Tim’s Quick Answer: Both Vibrance and Saturation enable you to increase (or decrease) the saturation of colors in a photo. The key difference is that Saturation is a linear adjustment, affecting all colors in the same way, while Vibrance includes some variation that helps balance the saturation levels in the photo and also protects skin tones from getting over-saturated.

More Detail: The Vibrance adjustments are available in Photoshop (including as an adjustment layer), in Adobe Camera Raw, and in Lightroom Classic (as well as the non-classic version of Lightroom) via the Develop module.

I think of Vibrance as an updated and more “intelligent” version of Saturation. Both Vibrance and Saturation enable you to increase or decrease the saturation, or purity, of colors in your photos.
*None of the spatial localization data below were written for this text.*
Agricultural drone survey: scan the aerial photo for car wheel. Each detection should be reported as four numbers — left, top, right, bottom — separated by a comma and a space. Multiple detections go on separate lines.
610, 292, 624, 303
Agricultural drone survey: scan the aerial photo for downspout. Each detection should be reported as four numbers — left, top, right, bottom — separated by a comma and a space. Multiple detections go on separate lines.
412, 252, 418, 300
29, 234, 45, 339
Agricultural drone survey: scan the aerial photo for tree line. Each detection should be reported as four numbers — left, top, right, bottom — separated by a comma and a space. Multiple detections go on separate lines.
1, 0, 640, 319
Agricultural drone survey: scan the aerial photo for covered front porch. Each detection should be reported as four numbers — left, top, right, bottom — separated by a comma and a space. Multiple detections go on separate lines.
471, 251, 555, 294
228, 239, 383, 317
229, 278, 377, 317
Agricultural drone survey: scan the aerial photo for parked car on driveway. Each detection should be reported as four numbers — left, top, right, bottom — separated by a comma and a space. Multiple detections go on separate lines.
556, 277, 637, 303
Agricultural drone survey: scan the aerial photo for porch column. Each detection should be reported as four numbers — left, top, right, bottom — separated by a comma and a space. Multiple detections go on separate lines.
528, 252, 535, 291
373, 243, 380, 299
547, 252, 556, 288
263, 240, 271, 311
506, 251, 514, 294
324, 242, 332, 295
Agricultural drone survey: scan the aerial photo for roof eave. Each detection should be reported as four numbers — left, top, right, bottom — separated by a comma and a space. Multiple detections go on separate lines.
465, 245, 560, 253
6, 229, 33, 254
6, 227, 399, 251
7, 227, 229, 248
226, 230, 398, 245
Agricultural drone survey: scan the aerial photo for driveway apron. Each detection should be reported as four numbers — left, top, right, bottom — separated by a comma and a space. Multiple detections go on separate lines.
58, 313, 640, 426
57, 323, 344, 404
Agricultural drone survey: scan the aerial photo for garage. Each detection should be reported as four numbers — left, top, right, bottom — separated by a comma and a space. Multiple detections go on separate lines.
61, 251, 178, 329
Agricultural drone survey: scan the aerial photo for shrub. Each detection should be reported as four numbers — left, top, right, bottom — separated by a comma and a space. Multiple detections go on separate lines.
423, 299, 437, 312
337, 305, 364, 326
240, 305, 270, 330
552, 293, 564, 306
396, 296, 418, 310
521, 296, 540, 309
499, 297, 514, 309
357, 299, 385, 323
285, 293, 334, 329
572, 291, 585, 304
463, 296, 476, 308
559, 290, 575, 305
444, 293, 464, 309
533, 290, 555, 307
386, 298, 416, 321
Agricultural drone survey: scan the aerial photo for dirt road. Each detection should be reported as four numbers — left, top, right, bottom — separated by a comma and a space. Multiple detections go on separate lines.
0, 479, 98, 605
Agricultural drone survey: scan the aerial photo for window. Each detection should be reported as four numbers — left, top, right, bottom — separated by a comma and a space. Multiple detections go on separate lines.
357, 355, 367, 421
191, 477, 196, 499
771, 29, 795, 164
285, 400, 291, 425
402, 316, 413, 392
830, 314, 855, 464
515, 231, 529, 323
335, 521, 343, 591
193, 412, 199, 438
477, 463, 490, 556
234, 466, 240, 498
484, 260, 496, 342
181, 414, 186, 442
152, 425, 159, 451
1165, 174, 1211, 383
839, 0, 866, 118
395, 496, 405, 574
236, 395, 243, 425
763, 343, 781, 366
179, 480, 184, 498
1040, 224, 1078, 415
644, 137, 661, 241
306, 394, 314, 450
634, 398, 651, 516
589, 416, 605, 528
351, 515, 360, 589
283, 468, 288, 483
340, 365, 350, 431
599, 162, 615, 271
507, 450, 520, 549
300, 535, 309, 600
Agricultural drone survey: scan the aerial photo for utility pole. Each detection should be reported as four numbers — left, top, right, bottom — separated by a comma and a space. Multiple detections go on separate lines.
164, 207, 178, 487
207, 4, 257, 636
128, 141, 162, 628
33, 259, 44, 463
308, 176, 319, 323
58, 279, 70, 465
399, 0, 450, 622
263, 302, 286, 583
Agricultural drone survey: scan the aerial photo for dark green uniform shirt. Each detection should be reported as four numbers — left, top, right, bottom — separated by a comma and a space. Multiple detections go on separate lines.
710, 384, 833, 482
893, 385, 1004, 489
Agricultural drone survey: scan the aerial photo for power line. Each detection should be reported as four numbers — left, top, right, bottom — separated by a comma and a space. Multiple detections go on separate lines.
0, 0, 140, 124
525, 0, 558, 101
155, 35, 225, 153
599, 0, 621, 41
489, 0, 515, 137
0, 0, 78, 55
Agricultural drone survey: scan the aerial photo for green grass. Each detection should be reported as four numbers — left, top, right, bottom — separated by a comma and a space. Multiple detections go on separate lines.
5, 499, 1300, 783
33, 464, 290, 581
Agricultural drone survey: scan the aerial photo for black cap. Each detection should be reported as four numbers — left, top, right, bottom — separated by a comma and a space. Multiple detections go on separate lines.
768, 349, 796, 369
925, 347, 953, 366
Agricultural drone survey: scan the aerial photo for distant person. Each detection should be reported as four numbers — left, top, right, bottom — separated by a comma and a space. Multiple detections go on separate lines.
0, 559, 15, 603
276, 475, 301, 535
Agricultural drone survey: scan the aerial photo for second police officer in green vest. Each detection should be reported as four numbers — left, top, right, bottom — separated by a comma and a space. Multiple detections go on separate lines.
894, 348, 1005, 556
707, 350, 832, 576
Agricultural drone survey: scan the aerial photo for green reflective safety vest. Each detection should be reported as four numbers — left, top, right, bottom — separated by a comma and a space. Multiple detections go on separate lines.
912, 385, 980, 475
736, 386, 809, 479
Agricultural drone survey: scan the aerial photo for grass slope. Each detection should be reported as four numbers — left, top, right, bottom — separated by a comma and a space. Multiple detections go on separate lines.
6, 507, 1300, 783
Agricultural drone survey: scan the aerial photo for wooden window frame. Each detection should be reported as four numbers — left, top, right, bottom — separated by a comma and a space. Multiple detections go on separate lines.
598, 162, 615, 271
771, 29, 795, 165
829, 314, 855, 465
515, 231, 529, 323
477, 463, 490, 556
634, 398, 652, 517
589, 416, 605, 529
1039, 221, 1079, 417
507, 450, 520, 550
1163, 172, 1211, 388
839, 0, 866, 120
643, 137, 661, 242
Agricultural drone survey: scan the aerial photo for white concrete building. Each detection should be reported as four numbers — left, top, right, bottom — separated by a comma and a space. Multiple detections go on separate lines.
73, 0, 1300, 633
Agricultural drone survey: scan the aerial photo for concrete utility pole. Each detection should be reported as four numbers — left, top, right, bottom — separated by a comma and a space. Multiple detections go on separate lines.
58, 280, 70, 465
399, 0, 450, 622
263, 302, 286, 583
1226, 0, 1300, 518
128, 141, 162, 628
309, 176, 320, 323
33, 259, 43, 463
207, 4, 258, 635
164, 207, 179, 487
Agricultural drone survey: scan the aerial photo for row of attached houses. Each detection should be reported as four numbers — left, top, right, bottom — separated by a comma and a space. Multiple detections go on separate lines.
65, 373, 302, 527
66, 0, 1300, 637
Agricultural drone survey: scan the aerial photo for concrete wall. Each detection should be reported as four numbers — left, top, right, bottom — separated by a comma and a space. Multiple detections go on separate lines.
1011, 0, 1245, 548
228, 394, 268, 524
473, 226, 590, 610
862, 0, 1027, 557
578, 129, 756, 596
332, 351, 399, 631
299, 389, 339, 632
Vibrance provides a couple of key advantages compared to Saturation. First, Vibrance protects skin tones from getting over-saturated. When skin tones get too saturated, they can look very artificial and over-processed, so this is a helpful feature for any photos that include people.

Vibrance also has a variable effect on colors, which helps avoid over-saturated colors while still enabling you to boost the colors that need the most help. Put simply, colors that are not very saturated will get more of a boost than colors that already have a relatively high saturation level. I think of this as the Vibrance control “putting the brakes” on saturation levels once they get too high.
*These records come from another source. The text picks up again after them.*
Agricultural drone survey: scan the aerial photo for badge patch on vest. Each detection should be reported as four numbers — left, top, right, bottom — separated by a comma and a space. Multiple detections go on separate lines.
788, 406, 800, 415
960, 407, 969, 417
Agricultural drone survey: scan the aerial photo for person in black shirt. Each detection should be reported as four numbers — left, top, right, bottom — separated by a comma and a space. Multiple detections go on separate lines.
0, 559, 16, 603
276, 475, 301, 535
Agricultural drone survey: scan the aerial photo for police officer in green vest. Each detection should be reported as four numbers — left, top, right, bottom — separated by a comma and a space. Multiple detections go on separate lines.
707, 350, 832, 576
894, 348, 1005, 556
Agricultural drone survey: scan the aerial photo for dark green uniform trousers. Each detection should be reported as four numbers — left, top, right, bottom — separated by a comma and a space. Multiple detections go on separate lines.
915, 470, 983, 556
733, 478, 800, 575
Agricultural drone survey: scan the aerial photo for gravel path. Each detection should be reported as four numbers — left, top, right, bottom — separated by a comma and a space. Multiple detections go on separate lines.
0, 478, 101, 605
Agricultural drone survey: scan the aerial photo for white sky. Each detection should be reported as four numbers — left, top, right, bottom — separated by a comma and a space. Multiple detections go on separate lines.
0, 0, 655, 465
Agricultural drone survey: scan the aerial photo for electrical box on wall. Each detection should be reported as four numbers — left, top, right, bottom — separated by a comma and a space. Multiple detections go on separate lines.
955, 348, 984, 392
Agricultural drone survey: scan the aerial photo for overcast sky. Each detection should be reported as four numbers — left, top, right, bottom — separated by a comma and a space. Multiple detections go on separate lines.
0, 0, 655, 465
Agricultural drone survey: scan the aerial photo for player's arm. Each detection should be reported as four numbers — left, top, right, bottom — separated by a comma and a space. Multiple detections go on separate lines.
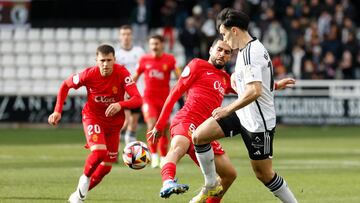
212, 81, 262, 120
132, 72, 140, 82
274, 77, 295, 90
48, 81, 71, 125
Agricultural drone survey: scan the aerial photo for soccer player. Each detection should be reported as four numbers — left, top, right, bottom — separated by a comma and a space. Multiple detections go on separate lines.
191, 8, 298, 203
115, 25, 145, 145
148, 38, 236, 202
132, 34, 180, 168
48, 44, 142, 203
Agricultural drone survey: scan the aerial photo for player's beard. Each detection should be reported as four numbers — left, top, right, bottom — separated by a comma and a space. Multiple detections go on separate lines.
212, 58, 225, 69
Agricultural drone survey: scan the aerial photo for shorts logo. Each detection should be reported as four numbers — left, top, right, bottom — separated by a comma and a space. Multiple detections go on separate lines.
92, 134, 98, 142
188, 123, 196, 136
Because of these advantages of the Vibrance adjustment, this is my go-to tool for adjusting saturation levels in my images. However, both Vibrance and Saturation can work together very well.

I often start by increasing saturation levels with Vibrance until there is a good balance between the colors that had low saturation to begin with and the colors that already had relatively high saturation. When I’ve achieved this balance, very often the overall saturation in the image is a little too high. A little bit of a negative value for the Saturation adjustment provides a perfect solution.

So, I recommend using Vibrance as a good starting point for adjusting the color saturation in your photos, and then possibly make use of the Saturation adjustment as needed to fine-tune the overall result.